Of course, you wouldn’t be building PewPewBots if everything were safe and happy, right? There are all manner of dangers that can damage the poor Heart: creatures that eat blocks and bots, volcanoes spewing lava, and vicious dust storms that wear away your blocks. Some things gradually wear down a block until it crumbles, but some (like the falling lava) can destroy multiple blocks in one blow. As blocks are destroyed, other things stacked on top of them fall straight down, sometimes messing up paths that you’ve carefully laid out.
And then there’s night. At night, the sky grows dark, and so do your surroundings—you can still hear the growling of creatures but you can’t see anything except for what is lit up by BatteryBots and LampBots. If you’re trying to build something and it gets dark, at first you can only see the outline of blocks that you’ve already dropped. If it gets even darker, you can’t even see where previous blocks are at all, so you’re building totally blind. Generally my creations don’t turn out too well in those cases.

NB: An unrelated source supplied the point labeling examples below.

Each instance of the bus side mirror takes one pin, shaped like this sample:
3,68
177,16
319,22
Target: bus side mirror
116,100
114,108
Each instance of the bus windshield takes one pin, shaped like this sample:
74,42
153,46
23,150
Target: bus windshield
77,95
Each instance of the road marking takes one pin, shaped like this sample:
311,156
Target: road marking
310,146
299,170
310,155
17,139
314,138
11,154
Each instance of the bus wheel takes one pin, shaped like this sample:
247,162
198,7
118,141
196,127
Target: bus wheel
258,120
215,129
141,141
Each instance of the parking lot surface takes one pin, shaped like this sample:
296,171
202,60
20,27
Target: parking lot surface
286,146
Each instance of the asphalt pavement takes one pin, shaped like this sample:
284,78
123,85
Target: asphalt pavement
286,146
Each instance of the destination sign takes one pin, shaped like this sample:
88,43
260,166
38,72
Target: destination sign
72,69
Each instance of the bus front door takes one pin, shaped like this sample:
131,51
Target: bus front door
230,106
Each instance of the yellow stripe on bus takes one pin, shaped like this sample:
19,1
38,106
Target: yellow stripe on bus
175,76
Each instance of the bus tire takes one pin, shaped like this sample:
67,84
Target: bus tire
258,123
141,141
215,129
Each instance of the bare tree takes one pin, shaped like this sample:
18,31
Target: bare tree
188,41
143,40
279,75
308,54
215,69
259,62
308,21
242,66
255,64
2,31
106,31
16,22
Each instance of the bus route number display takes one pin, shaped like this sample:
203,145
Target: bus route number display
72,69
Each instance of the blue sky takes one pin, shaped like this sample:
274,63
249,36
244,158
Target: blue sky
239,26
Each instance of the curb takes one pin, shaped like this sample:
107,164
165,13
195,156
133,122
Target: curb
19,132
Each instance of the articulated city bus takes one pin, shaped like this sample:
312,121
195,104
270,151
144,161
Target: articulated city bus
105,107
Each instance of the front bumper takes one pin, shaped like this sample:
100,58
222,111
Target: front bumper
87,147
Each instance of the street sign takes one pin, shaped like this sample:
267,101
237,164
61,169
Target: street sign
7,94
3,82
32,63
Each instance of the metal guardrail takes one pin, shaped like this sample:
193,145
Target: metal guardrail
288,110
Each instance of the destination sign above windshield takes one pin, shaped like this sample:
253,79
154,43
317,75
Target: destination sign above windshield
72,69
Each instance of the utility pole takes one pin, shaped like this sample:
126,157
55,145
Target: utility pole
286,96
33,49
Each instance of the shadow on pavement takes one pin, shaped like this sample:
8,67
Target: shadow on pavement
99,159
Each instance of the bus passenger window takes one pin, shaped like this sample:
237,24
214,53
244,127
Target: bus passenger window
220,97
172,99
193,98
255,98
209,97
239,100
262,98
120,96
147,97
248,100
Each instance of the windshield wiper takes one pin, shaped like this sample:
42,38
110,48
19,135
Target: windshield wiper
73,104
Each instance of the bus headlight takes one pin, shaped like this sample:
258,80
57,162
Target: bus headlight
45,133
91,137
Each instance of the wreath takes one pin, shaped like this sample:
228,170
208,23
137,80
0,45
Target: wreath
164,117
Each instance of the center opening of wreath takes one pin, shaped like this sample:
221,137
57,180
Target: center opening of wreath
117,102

You only have so many blocks in the queue before they run out and you have to wait for them to regenerate, but you can get more by clicking and deleting particular blocks in your structure. You can also drop blocks directly onto enemies, though sometimes it takes a lot of blocks to kill a bigger enemy, and dropping blocks is not the most efficient method of killing them.
To rescue the Heart, you’ll have to survive a set number of nights, and each Heart increases the duration for the next planet in the solar system. If anything gets through to the Heart—monsters, lava, dust storms, etc.—then it will eventually take too much damage and perish. There isn’t any sort of health meter so you don’t know exactly how many hits it will take, but the heart yelps and the edges of the screen flash red each time it gets hurt, so it’s kind of flinch-inducing when it happens.
As you rescue hearts, you’ll be able to unlock more planets in the same solar system, as well as new solar systems. Each one has its own particular hazards and monsters, and rescuing Hearts also unlocks new bots to play with.
I’ve been playing Robots in the Wild a bit and have rescued 7 Hearts so far, but the difficulty progression has been quite hard. The fourth planet in each system has taken me a lot of tries, and I haven’t figured out a strategy for the dust storm yet. One of the difficulties is that the set of 5 blocks available to you is randomized, so sometimes you know exactly what you need to build, but you just don’t get the blocks to build them—and you won’t unless you put down a few of the available blocks to see what you get next. That can be pretty frustrating, particularly when there’s a monster headed your way and your gun is missing one single block to complete.
I also haven’t figured out the best way to make use of some of the more complex bots. Generally you’ve only got so much time to build before the first hazard or monster appears, and from then it feels like you’re in emergency mode. Getting the right blocks to build the big bots, and then enough BatteryBots to power them, while still having guns or walls to hold off the monsters, seems almost impossible. I’m not sure if using a gamepad would be easier than the mouse-and-keyboard controls I’m currently using, but it might be nice to be able to tweak the difficulty level a little.
Even so, it’s a pretty clever game, and I’ve really been enjoying it. It’s challenging, and an interesting mix of action and puzzle game—you can’t just plop blocks down anywhere, but you also can’t take too long making your decisions.
If you like puzzle-action games, check out Robots in the Wild on Steam!